L’effet campagne est donc indéniable dans ces soudaines prises de position des ténors du PS sur l’Afghanistan. Mais l’exercice démocratique est, après tout, aussi là – on l’oublie souvent – pour se positionner sur toutes les questions stratégiques (intérieures, extérieures, économie, sécurité…). Et on ne pourra que se réjouir qu’un des principaux partis français se saisisse enfin de cette question comme il devrait aussi se saisir des autres questions de défense européenne, de sécurité plus généralement.

La défense et la sécurité n’est plus un sujet pour le PS

Cet attentisme du PS ne concerne pas seulement l’engagement en l’Afghanistan. Il est plus général et concerne toutes les questions de défense et de sécurité. Le parti ne dispose plus d’un “chef de file” identifié comme pouvaient l’être dans le passé (chacun à leur manière) un Hernu ou un Chévènement. Seuls quelques uns comme Alain Richard, Paul Quilès ou Louis Gautier (l’ancien conseiller Défense de Lionel Jospin) – aidés de quelques autres dans l’ombre – se penchent sur ces questions. Ils animeront ainsi à l’université d’été de la Rochelle, un atelier est consacré à “une autre feuille de route de la défense“. Mais ils sont un peu isolés. De fait, les socialistes ont, jusqu’à présent, délaissé la matière laissant le champ libre au gouvernement et à l’UMP, voire au centre, qui dispose de nombreux spécialistes et de réflexions sur le domaine.

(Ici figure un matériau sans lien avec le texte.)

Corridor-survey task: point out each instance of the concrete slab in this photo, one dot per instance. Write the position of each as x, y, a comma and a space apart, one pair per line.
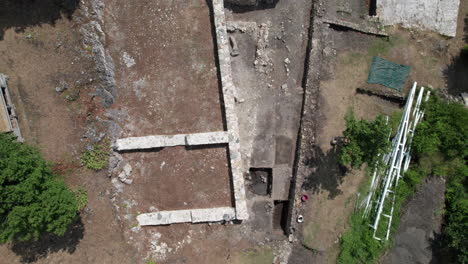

Dangereux le retrait rapide ?

Le retrait qu’ils préconisent est-il trop rapide, et dangereux, ainsi que l’écrivent certains commentaires ? Je ne le pense pas. Au contraire.

Si on sort de la loupe afghane et qu’on le resitue dans un contexte mondial en évolution rapide, il existe de nombreux foyers qui naissent (ou renaissent) qui nécessitent autant d’attention. La Côte d’Ivoire hier, la Libye aujourd’hui, la Somalie, le Yemen, Proche orient voire le Congo demain (ou d’autres pays)… La France – comme les pays occidentaux – ne peuvent plus se permettre d’avoir une majeure partie de leurs forces immobilisées dans un seul pays dont l’intérêt stratégique n’est sans doute pas supérieur aux pays cités…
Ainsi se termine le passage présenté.